Date: August 4th, 2011
Time: right around sunset
Place: looks like Glendale, AZ from here
The image above was captured during one of our typical monsoon rainstorms. It shows clearly how the rainfall can be localized over just a few square miles. The physical position of the rain can shift in any direction while it remains a tight downpour, almost like a moving waterfall from a cloud (which it is).
Same is true of most weather phenomena: snow, hail, sleet, fog, wind, etc. What we’re talking about here is what meteorologists call mesoscale effects (10-100 km), as opposed to microscale or global effects.
I recall when, as a child, our family was driving north along the shore of Lake Michigan. We were on our way to visit my grandparents and driving through a heavy downpour. Suddenly, we drove completely out of the rain. It just stopped abruptly, and the Sun was now visible.

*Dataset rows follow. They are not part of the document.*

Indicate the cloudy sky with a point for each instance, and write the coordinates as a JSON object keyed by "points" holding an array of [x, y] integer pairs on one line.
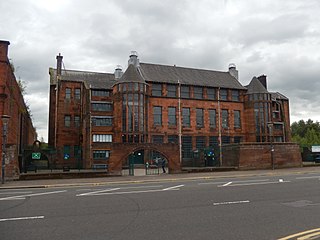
{"points": [[278, 38]]}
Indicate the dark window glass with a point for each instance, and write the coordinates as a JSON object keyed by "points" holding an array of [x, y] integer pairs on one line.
{"points": [[101, 154], [105, 107], [225, 118], [199, 117], [157, 116], [157, 139], [185, 91], [198, 92], [156, 89], [186, 117], [237, 119], [102, 121], [171, 91], [76, 121], [67, 121], [68, 93], [223, 94], [186, 147], [77, 93], [212, 118], [173, 139], [100, 93], [235, 95], [172, 116], [211, 93]]}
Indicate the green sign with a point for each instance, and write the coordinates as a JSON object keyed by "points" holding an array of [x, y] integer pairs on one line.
{"points": [[36, 155]]}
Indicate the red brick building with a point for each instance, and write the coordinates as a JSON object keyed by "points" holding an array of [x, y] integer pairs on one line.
{"points": [[187, 116], [19, 130]]}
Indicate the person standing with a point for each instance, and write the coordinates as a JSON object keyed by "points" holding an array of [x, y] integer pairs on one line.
{"points": [[163, 164]]}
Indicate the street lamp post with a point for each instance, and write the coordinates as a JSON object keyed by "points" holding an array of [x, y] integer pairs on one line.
{"points": [[5, 120], [270, 125]]}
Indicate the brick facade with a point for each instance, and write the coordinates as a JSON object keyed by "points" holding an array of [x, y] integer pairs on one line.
{"points": [[20, 131]]}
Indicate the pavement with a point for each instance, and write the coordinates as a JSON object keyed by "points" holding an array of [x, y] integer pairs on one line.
{"points": [[140, 178]]}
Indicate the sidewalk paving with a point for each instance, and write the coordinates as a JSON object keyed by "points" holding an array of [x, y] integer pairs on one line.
{"points": [[48, 183]]}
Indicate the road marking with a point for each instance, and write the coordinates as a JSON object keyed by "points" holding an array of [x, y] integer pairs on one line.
{"points": [[224, 185], [21, 218], [97, 192], [300, 234], [308, 177], [234, 202], [249, 184], [172, 188], [30, 195]]}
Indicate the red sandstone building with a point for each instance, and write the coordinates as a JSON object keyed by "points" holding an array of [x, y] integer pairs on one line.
{"points": [[19, 132], [191, 117]]}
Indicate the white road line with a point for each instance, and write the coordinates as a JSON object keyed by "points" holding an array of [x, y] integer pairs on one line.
{"points": [[30, 195], [14, 193], [97, 192], [21, 218], [254, 183], [224, 185], [172, 188], [308, 177], [227, 203]]}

I found that quite curious, and asked my Dad “What’s up with that?”
His answer was simple. “Well,” he said, “just ’cause it was raining back there, doesn’t mean it’s raining everywhere.” I had to think about that for while, and of course it made perfect sense. It was just the first time I recall experiencing that effect. It ain’t gonna happen too often when you’re just walking, but at the speed of a car, you can easily get out of the weather in a matter of seconds. Tornado chasers do it all the time.